The power 1 − β* to detect three-way interactions was calculated as the proportion of three-way interactions correctly identified in the final model out of the total number of three-way interactions simulated. We estimated the PFP (Fernando et al. 2004) as the proportion of three-way interactions for which at least one locus is not a QTL out of the total number of three-way interactions identified in the final model. Averages were calculated across the simulated 50 replications to determine 1 − β* and PFP.
RESULTS
The average map distance between the 653 SNP markers was 2.6 cM. The pairwise genetic dissimilarity among the 26 inbreds ranged from 0.25 to 0.42 (Figure 2). The average frequency of the B73 allele was 0.81 in the RILs of the NAM data set and 0.64 in the RILs of data sets DAM4875 and SRR.
In the three-step genome scan, the power and PFP to detect three-way interactions were for the NAM data set 0.05 and 0.35 (4 QTL; h2 = 0.5), respectively (data not shown). For 12 QTL and h2 = 0.5, the power to detect three-way interactions using the NAM data set decreased to 0.00 and PFP increased to 1.00. A power 1 − β* of 0.08 (4 QTL; h2 = 0.5) was observed for data sets DAM4875 and DB125 × 39, whereas the PFP was 0.40 and 0.35, respectively.

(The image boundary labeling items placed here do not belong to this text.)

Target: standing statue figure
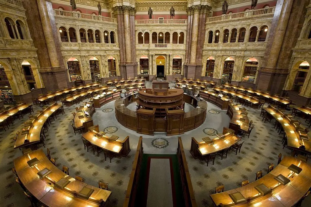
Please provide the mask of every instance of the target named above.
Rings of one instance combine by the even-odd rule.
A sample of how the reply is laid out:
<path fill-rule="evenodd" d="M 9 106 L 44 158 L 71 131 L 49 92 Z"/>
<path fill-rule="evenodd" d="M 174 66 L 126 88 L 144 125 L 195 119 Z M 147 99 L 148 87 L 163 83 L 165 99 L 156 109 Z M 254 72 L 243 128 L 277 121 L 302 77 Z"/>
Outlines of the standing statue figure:
<path fill-rule="evenodd" d="M 151 9 L 151 7 L 149 7 L 149 10 L 148 10 L 148 15 L 149 15 L 149 19 L 152 18 L 152 10 Z"/>
<path fill-rule="evenodd" d="M 257 0 L 252 0 L 252 8 L 251 9 L 253 9 L 254 8 L 257 6 Z"/>
<path fill-rule="evenodd" d="M 98 4 L 97 4 L 97 7 L 98 8 L 98 16 L 100 16 L 101 15 L 101 6 L 99 3 L 99 2 L 98 2 Z"/>
<path fill-rule="evenodd" d="M 172 6 L 172 8 L 169 10 L 169 15 L 171 19 L 173 19 L 173 17 L 175 16 L 175 9 L 173 8 L 173 6 Z"/>
<path fill-rule="evenodd" d="M 226 0 L 225 0 L 222 3 L 222 14 L 226 14 L 227 11 L 228 10 L 228 2 Z"/>
<path fill-rule="evenodd" d="M 71 5 L 71 7 L 72 8 L 72 11 L 75 11 L 77 9 L 77 7 L 76 5 L 75 0 L 70 0 L 70 5 Z"/>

Using the four-step genome scan, a power 1 − β* to detect three-way interactions of 0.28 (4 QTL; h2 = 0.5) was found for the NAM data set (Table 2). In the scenario with 12 QTL, the power 1 − β* was 0.18. Lower PFP was detected for the 12-QTL scenario (0.29) than for the 4-QTL scenario (0.54). Totals of 1.2 and 1.5 times higher power estimates were observed for the 4- and 12-QTL scenarios of the NAM data set, respectively, when increasing h2 from 0.5 to 0.8.
TABLE 2.
4 QTL
|
12 QTL
|
|||||
---|---|---|---|---|---|---|
Mating design | No. RIL | Criterion | h2 = 0.5 | h2 = 0.8 | h2 = 0.5 | h2 = 0.8 |
NAM | 5000 | 1 − β* | 0.28 | 0.33 | 0.18 | 0.29 |
PFP | 0.54 | 0.64 | 0.29 | 0.41 | ||
DAM4875 | 4875 | 1 − β* | 0.44 | 0.54 | 0.30 | 0.54 |
PFP | 0.44 | 0.46 | 0.16 | 0.30 | ||
SRR | 4888 | 1 − β* | 0.29 | 0.38 | 0.24 | 0.34 |
PFP | 0.56 | 0.51 | 0.26 | 0.47 | ||
DB75 × 65 | 4875 | 1 − β* | 0.38 | 0.41 | 0.29 | 0.49 |
PFP | 0.47 | 0.63 | 0.19 | 0.37 | ||
DB125 × 39 | 4875 | 1 − β* | 0.45 | 0.56 | 0.31 | 0.54 |
PFP | 0.39 | 0.56 | 0.19 | 0.35 | ||
DB195 × 25 | 4875 | 1 − β* | 0.45 | 0.58 | 0.32 | 0.57 |
PFP | 0.45 | 0.64 | 0.17 | 0.34 | ||
NAM and DAM900 | 5900 | 1 − β* | 0.40 | 0.60 | ||
PFP | 0.47 | 0.51 | ||||
NAM and DB25 × 36 | 5900 | 1 − β* | 0.27 | 0.33 | ||
PFP | 0.52 | 0.64 | ||||
NAM and DB50 × 18 | 5900 | 1 − β* | 0.38 | 0.53 | ||
PFP | 0.46 | 0.58 | ||||
NAM and DB100 × 9 | 5900 | 1 − β* | 0.42 | 0.60 | ||
PFP | 0.46 | 0.51 | ||||
NAM and DB150 × 6 | 5900 | 1 − β* | 0.39 | 0.57 | ||
PFP | 0.46 | 0.59 |
The power 1 − β* using DAM4875, SRR, or DB data sets ranged in the four-step genome scan from 0.29 to 0.45 (4 QTL; h2 = 0.5) and from 0.24 to 0.32 (12 QTL; h2 = 0.5). PFP varied for these data sets between 0.39 and 0.56 (4 QTL; h2 = 0.5). For the scenario with 12 QTL, lower PFP values were obtained.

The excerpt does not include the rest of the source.